Tatanan sudah jelas bahwa pengelolaan wilayah pesisir terbuka untuk semua lapisan, apakah kelompok pemodal besar yang dominan menguasai kawasan, ataukah nelayan kecil/ masyarakat adapt yang puluhan tahun sudah bermukim disitu. Dengan adanya batasan seperti itu, jangan sampailah mereka yang bermiukimlebih dulu, terpinggirkan oleh kepentingan segelintir orang yang berniat menangguk keuntungan melalui HP-3 yang dimilikinya. Lalu bagaimana dengan posisi nelayan kecil yang selama ini setatusnya masih sebagai kelompok termarginalkan ? Mampuhkah mereka berhadapan dengan pemodal besar yang menghalalkan segala cara memperoleh hak pengelolaan, tanpa memikirkan nasib nelayan/ masyarakat pesisir ?

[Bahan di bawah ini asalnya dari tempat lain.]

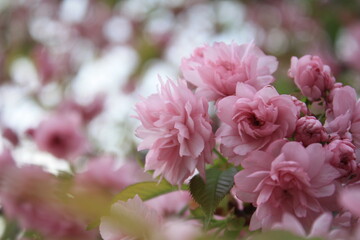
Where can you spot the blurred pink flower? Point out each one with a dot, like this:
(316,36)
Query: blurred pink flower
(86,112)
(178,199)
(349,199)
(285,178)
(28,195)
(102,173)
(62,136)
(311,76)
(309,130)
(176,128)
(253,119)
(180,229)
(301,106)
(217,69)
(321,227)
(130,220)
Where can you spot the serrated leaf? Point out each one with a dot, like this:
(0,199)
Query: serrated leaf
(145,190)
(208,195)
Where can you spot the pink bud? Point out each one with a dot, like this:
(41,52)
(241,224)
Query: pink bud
(309,130)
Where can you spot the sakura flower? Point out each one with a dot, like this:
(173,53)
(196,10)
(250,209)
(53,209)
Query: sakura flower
(309,130)
(103,173)
(320,227)
(253,119)
(179,229)
(301,106)
(178,199)
(349,198)
(311,76)
(176,129)
(87,111)
(131,220)
(217,69)
(340,113)
(61,135)
(285,178)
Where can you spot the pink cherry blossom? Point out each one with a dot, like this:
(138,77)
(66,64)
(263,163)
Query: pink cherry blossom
(131,220)
(320,228)
(253,119)
(176,129)
(103,173)
(285,178)
(311,76)
(301,106)
(217,69)
(28,195)
(62,136)
(340,112)
(309,130)
(355,125)
(343,157)
(349,198)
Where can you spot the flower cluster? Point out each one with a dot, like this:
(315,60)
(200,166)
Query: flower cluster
(295,158)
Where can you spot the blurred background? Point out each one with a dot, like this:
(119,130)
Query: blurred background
(101,56)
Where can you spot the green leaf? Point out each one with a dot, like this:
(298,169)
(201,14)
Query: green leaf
(11,230)
(145,190)
(208,195)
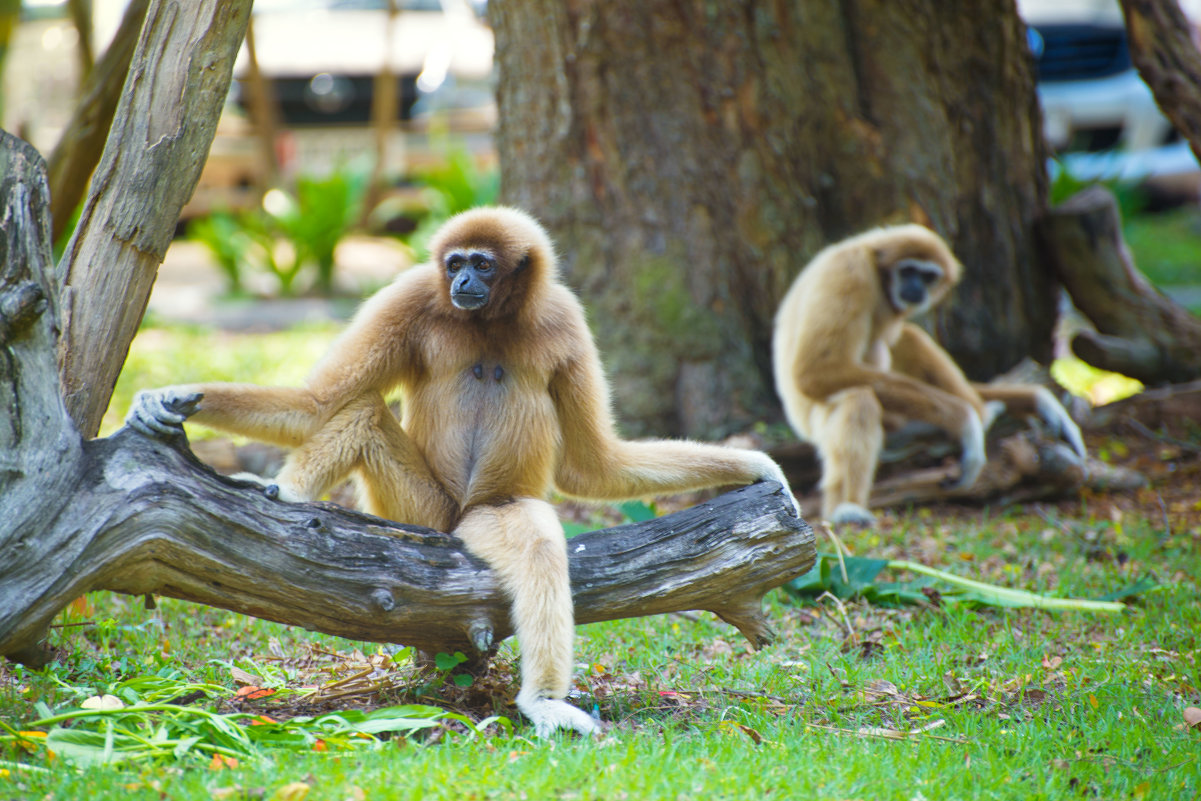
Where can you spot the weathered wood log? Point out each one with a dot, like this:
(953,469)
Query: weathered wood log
(138,515)
(1161,46)
(144,516)
(1140,332)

Manfaatkan Forum Mitra Bahari

UU PWP3K meberi kepastian dan perlindungan hukum untuk memperbaiki kemakmuran, menjalin akses dan hak-hak masyarakat pesisir termasuk dunia pengusaha. Asas peranserta masyarakat mengandung makna membuka peluang bagi masyarakat berperan dalam perencanaan, pelaksanaan, bahkan sampai pengawasan dan pengendalianya (community based management). Ini ditunjang dengan adanya peluang masyarakat memiliki kesempatan untuk tahu kebijakan pemerintah; selain itu terbukanya Representasi suara masyarakat ikut menentukan putusan kebijakan sebenarnya cukup strategis didalam pengelolaan sumberdaya pesisir secara rasional dan berkelanjutan; ujung-ujungnya melindungi masyarakat pesisir

Ketentuan menetabkan bahwa pemberian HP-3 wajib mempertimbangkan kepentingan kelestarian ekosistem pesisir, masyarkat adat maupun kepentingan nasional. Rambu-rambu semacam ini menunjukan bahwa arah pengelolaannya bermuara pada upaya penyelamatan masyarakat pesisir dari dampak kesewenangan –wenangan penetapan HP3. Apabila penetapan HP3 dibuat rancu unrtuk maksud tertentu; maka pada gilirannya secar sadar atau tidak; sertifikat yang terbitkan jelas merugikan keberadaan nelayan disepanjang pantai.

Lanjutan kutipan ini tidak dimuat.